The team also identified distinct “fingerprints” for different types of allergic triggers. People experiencing reactions to tree nuts frequently reported throat tightness, while those stung by insects were more likely to develop dangerous drops in blood pressure. These patterns could help emergency room doctors diagnose and treat reactions more quickly — critical when minutes can mean the difference between life and death.
“With the holiday season’s abundance of nut-based treats and specialty beverages, the risk of accidental exposure to allergens requires careful attention,” Khalaf notes, adding that the findings could have implications for food and beverage labeling practices.
The study included adults of various ages, with an average age of 35.5. Among food triggers, peanuts (13.5%), shellfish (10.2%), and tree nuts (8.7%) were the most common culprits. Medications caused about 20% of reactions, with antibiotics being the most frequent trigger in this category.

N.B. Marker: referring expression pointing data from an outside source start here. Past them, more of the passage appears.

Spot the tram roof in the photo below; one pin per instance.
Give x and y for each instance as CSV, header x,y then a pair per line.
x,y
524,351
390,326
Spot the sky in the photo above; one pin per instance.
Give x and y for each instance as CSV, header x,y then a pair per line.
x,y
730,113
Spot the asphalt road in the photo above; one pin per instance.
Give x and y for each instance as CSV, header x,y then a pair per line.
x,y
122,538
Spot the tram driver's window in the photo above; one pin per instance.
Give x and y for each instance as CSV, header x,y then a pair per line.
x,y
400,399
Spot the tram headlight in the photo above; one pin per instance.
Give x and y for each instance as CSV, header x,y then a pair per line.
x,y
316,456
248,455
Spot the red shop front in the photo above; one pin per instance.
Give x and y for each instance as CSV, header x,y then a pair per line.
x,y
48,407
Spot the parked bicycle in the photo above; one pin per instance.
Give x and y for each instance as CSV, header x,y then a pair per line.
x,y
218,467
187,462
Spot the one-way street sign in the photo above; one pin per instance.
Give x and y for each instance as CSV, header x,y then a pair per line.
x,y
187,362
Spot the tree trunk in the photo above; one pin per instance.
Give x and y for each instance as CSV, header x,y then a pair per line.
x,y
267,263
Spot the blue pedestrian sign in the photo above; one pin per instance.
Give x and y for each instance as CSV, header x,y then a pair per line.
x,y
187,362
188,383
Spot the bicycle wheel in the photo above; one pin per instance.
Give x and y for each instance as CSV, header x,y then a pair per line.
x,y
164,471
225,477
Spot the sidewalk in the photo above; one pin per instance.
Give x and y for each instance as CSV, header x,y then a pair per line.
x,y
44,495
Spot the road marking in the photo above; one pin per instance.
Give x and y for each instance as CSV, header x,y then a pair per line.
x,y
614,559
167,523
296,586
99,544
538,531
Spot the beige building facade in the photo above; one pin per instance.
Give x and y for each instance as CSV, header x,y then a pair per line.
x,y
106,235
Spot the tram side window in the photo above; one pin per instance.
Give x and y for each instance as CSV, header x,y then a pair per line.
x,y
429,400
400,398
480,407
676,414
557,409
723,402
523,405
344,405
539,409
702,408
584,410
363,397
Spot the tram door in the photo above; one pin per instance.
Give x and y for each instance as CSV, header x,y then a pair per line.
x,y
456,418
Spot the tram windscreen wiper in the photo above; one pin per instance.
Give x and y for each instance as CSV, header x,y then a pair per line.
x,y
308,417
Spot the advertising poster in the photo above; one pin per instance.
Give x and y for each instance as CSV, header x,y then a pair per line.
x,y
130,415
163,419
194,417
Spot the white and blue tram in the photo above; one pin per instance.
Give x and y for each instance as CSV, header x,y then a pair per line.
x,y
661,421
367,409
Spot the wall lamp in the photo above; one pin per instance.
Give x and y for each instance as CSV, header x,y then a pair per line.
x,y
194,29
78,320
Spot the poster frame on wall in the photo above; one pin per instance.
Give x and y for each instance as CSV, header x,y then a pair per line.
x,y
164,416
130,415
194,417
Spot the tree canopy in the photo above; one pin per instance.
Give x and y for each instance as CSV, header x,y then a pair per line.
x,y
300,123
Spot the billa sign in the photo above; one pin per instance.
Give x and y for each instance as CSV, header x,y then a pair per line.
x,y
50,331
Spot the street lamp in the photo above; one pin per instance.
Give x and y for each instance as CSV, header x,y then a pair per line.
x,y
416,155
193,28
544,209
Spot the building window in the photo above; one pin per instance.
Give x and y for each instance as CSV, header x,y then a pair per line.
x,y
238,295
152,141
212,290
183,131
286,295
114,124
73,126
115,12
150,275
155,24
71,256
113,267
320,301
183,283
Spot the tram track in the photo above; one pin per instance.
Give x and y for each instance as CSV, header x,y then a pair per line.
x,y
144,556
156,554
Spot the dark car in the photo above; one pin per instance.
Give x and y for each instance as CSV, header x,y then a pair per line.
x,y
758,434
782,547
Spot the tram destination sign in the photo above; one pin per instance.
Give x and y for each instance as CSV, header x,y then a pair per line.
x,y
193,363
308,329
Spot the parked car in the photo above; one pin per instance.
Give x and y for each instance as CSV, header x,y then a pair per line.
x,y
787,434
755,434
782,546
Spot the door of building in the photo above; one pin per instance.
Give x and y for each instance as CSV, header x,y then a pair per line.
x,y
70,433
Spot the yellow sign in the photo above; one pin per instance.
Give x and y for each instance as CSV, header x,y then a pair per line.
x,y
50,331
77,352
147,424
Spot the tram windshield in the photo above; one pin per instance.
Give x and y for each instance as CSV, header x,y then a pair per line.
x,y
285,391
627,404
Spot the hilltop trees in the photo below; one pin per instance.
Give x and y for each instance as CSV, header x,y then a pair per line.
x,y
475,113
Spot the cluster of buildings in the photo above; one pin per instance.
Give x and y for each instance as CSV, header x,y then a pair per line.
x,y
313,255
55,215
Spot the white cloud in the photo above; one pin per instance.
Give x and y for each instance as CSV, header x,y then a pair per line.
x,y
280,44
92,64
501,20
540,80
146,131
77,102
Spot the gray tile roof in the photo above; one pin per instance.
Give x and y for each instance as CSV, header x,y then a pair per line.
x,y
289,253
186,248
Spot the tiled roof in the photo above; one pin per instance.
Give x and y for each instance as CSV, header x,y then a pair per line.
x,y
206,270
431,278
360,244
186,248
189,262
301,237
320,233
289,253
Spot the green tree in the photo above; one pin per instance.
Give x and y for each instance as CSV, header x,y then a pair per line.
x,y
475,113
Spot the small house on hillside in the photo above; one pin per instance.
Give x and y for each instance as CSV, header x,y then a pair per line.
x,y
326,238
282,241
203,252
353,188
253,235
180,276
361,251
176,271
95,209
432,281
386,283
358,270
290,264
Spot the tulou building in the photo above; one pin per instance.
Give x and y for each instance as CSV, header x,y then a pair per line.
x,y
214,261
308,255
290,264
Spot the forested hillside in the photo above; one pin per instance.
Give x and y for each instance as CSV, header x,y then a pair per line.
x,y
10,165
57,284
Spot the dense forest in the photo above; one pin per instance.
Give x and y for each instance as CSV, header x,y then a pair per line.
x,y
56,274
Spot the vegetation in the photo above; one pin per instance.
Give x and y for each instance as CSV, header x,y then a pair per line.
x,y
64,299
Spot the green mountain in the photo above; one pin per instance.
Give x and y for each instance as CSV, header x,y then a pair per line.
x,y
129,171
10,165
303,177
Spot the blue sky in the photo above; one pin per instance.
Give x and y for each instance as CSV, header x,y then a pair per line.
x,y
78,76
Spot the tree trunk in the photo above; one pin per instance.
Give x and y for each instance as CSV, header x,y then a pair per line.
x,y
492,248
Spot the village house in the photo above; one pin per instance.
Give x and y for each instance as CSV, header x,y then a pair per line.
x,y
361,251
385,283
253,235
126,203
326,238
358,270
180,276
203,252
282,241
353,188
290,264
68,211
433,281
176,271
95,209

The research also revealed important patterns in how these reactions were treated. Patients with peanut allergies were more likely to have emergency epinephrine auto-injectors (like EpiPens) available for use outside the hospital, possibly reflecting greater awareness about peanut allergy risks. Meanwhile, those experiencing tree nut reactions were more likely to receive epinephrine in the hospital setting.
Paper Summary
Methodology
The researchers collected data from emergency departments and medical services across three Canadian provinces between 2011 and 2023. They identified cases through both real-time reporting and review of medical records. To qualify as anaphylaxis, patients had to show reactions in at least two body systems (such as skin and breathing) or have low blood pressure after exposure to a known allergen. The team analyzed various factors, including patient demographics, trigger types, symptoms, and treatments used.
Key Results
The study found that out of 1,135 cases, about 54% were triggered by food, 20% by drugs, and 6% by insect stings. Notably, 19% of reactions were classified as severe, with drug-induced and venom-induced reactions more likely to be severe. The research also revealed that different triggers tend to cause different patterns of symptoms, which could help doctors identify the cause more quickly in emergency situations.
Study Limitations
The study mainly captured data from emergency departments, meaning it likely missed milder cases where people didn’t seek emergency care. Additionally, since some data was collected retrospectively through chart review, certain details might have been missed or incompletely recorded.
Discussion & Takeaways
The findings challenge previous research suggesting that drugs are the main cause of adult anaphylaxis. The strong association between certain triggers and specific symptoms could help emergency physicians diagnose anaphylaxis more quickly. The study also highlights the importance of being aware of factors that can make reactions worse, such as the combination of alcohol and nuts.
Funding & Disclosures
The researchers declared no conflicts of interest, and the study was conducted independently without external funding sources. The research was approved by multiple ethics boards across Canada, including the McGill Ethics Board and the Health Ethics Research Board of Alberta.